Les Bleus de l’US Army déciment l’élite de la Wehrmacht

Le 16 décembre, avant le lever du soleil, au niveau d’un carrefour essentiel, les I et R platoons du First LieutenantLyle J.Bouck du 394th IR de la 99th US ID sont pilonnés par l’artillerie allemande. Bientôt, les silhouettes des Panzeret des StuG deviennent visibles sur les collines environnant Losheim. Bouck reçoit l’ordre d’expédier une patrouille en direction de Lanzerath. Le lieutenant s’exécute et assure lui-même cette mission avec trois hommes. Bien qu’il demande un soutien d’artillerie, celui-ci ne se matérialise pas. Bouck décide alors de disposer sa section en embuscade. Ses hommes sont à l’abri dans des foxholes. Pour tout arme de soutien, il n’a que deux mitrailleuses de calibre 30 et une de calibre 50. La scène à laquelle assistent des GI’s pourtant inexpérimentés va alors les stupéfier. Ils observent en effet une colonne de 500 Fallschirmjäger appartenant au FJR 9, donc en théorie des soldats d’élite, s’avançant sans prendre garde, comme à la parade, sans aucune flanc-garde ni reconnaissance.

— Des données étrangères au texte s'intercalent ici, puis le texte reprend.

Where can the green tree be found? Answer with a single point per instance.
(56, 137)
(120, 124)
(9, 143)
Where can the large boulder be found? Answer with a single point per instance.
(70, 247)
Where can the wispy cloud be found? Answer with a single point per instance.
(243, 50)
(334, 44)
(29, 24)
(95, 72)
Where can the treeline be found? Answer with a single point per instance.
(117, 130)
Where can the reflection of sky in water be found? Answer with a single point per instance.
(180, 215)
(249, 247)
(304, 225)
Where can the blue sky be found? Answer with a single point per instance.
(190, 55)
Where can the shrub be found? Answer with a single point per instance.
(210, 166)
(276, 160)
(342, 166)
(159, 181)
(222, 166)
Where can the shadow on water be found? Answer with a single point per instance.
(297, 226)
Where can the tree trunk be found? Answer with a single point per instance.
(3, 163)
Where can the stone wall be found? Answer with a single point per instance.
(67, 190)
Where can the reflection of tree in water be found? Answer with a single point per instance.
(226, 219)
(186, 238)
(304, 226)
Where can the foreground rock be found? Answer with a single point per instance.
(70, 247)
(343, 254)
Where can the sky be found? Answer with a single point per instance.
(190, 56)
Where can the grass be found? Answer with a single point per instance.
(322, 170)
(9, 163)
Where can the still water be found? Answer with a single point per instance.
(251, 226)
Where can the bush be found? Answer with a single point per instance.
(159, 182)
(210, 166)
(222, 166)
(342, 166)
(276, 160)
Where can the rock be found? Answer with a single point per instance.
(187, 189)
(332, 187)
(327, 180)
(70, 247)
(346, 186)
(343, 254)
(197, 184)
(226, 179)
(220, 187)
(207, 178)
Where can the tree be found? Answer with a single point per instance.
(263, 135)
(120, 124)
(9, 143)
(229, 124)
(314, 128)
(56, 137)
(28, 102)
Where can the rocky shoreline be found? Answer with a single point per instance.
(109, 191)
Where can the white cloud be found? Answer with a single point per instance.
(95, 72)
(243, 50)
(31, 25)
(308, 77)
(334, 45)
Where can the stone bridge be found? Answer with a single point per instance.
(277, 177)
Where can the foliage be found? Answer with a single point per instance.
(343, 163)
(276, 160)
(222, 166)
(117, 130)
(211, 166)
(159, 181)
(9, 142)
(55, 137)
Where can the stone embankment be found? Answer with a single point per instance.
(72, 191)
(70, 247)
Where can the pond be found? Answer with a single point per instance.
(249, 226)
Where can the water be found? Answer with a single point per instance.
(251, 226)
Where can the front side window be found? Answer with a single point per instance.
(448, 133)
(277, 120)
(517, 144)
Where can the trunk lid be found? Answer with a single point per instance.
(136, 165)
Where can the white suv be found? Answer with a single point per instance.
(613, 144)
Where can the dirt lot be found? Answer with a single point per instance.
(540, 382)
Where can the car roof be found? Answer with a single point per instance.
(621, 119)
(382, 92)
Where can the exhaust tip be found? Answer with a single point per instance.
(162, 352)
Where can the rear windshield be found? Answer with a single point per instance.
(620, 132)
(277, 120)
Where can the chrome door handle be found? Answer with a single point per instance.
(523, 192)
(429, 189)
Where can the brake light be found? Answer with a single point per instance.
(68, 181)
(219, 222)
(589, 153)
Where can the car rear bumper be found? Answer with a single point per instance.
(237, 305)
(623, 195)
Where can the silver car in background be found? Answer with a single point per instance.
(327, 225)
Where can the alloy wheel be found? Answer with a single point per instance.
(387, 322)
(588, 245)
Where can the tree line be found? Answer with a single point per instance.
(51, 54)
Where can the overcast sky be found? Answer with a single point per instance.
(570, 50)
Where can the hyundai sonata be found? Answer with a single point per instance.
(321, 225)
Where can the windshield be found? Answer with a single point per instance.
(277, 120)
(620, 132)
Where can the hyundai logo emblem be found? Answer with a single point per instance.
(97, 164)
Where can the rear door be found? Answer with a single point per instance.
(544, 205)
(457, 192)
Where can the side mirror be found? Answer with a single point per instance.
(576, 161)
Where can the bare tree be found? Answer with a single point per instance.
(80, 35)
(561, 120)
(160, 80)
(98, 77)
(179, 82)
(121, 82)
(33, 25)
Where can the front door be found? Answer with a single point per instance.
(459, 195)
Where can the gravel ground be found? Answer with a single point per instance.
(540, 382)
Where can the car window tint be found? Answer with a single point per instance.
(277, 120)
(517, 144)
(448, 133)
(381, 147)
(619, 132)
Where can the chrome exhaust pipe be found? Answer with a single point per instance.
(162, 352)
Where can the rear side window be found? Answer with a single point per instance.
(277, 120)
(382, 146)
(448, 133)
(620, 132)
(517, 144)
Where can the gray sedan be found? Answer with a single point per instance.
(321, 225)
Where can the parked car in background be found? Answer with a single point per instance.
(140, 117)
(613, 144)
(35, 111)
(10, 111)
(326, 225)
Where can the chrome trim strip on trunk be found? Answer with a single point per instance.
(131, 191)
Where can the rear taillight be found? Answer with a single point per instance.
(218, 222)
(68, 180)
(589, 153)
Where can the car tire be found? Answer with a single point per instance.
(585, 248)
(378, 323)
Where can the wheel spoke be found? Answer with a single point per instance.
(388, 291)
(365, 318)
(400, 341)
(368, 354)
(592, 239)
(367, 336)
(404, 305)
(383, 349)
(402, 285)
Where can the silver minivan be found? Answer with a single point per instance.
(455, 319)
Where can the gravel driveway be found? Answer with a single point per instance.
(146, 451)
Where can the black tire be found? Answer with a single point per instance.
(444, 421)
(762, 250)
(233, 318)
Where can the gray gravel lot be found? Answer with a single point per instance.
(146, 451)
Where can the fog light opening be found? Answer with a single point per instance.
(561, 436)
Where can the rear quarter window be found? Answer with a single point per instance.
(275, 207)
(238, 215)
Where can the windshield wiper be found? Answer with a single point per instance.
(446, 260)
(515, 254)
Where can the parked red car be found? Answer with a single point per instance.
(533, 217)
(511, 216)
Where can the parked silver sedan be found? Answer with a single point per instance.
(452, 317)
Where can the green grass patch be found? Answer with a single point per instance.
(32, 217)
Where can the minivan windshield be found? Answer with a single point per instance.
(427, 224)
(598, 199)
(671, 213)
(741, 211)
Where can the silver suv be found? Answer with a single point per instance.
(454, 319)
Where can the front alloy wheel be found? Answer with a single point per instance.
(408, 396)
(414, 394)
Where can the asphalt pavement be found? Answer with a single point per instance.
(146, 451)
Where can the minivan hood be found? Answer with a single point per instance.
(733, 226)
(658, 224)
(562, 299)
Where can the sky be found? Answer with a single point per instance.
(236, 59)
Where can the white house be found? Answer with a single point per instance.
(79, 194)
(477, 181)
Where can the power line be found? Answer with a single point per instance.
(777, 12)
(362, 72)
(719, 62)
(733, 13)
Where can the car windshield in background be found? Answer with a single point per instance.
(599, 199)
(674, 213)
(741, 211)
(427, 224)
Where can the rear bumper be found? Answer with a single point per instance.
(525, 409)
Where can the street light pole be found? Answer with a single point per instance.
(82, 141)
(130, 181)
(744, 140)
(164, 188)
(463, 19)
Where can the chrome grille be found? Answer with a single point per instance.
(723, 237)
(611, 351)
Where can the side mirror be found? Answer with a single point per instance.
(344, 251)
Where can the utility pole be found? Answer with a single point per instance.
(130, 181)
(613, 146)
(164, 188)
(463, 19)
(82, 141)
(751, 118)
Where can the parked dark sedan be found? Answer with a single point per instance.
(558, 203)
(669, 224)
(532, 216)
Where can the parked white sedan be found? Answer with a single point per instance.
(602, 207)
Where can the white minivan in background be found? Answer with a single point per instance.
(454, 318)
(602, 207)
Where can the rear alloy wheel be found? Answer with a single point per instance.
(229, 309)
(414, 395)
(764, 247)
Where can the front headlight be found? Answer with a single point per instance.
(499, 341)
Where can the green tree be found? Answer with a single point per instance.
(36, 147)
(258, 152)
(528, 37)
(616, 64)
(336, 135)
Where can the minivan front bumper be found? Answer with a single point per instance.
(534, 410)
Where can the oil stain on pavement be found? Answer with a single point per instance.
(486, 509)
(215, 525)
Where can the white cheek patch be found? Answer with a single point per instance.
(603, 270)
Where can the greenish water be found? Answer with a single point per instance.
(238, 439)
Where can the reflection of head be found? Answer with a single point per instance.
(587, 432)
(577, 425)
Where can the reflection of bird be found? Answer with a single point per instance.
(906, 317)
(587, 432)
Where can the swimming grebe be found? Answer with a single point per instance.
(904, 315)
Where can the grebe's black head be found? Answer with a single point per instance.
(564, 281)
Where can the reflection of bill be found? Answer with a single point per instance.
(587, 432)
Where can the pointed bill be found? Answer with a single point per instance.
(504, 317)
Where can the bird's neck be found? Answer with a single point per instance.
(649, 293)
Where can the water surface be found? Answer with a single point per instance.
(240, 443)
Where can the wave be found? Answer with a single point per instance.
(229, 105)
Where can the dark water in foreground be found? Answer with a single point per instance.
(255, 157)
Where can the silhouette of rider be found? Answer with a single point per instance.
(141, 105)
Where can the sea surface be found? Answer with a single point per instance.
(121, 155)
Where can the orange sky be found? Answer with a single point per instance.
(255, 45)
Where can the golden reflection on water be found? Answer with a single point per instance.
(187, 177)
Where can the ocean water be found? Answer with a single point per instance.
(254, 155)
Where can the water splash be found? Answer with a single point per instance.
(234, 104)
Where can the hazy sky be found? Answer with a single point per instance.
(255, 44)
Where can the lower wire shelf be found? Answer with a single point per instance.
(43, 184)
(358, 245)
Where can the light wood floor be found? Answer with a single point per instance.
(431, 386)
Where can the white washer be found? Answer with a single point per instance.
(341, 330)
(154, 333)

Bouck décide de laisser passer 300 hommes avant d’ouvrir le feu. Alors qu’il s’apprête à donner l’ordre de tirer, il a la déconvenue de voir une petite fille quitter une maison pour prévenir les Allemands du danger qui menace. L’effet de surprise est perdu ! Toutefois, bien protégés et bien disposés, les Américains combattent avec acharnement et opèrent des coupes sombres dans les rangs d’un adversaire qui n’hésite pas à charger! Ce petit groupe d’Américains se défend jusqu’à épuisement des munitions avant de se résigner à se rendre. La captivité est amère. Mais il lui reste la satisfaction d’avoir décimé l’adversaire. Le bilan est en effet sans appel : 1 mort et 14 blessés chez les Américains, 92 pertes chez les Allemands, dont 16 tués.

Conclusion:

            Le bilan de l’intervention des Fallschirmjäger dans les Ardennes est pour le moins mitigé. L’opération “Stosser”échoue lamentablement, faute d’avoir été préparée et menée dans des conditions acceptables pour espérer le moindre succès, sans parler de l’incapacité des forces de la 6. Panzerarmee à effectuer une percée des lignes américaines. Au sein de cette 6. Panzerarmee, la 3. FJD fait bien pâle figure en regard de sa combativité et de sa ténacité lors des combats menés au cours de l’été 1944 pour Saint-Lô, Vire ou de la poche de Falaise. Les combats pour Lanzerath dénotent un amateurisme incompatible avec le statut d’élite usuellement accolé au mot Fallschirmjäger. Le bilan de la 5. FJD est plus nuancé. Comme sa consoeur, bien qu’unité théoriquement d’élite, elle ne semble pas non plus favorisée pour sa dotation en matériel. La percée initiale n’a pas toujours été aisée en dépit d’un rapport de force favorable. Mais les objectifs ont été atteints. Elle offre une remarquable défense face à la contre-offensive de la 3rd Army de Patton mais le front dévolu à ses régiments est trop étiré et la défense manque de profondeur et de moyens blindés pour parvenir à obtenir plus qu’un ralentissemnt ou un arrêt temporaire de la progression américaine. L’unité reste cependant combative jusqu’au bout et, au final, comparativement à la bataille de Normandie au cours de laquelle, sous-équipée, elle est engagée de façon dispersée, la 5. FJD se comporte de façon honorable au feu pendant la bataille des Ardennes. On ne peut cependant que constater que les unités d’élite aéroportées allemandes, contrairement à leurs homologues américaines au cours de cette même bataille, n’ont pas été à même de répondre aux attentes mises en elles par le haut-commandement.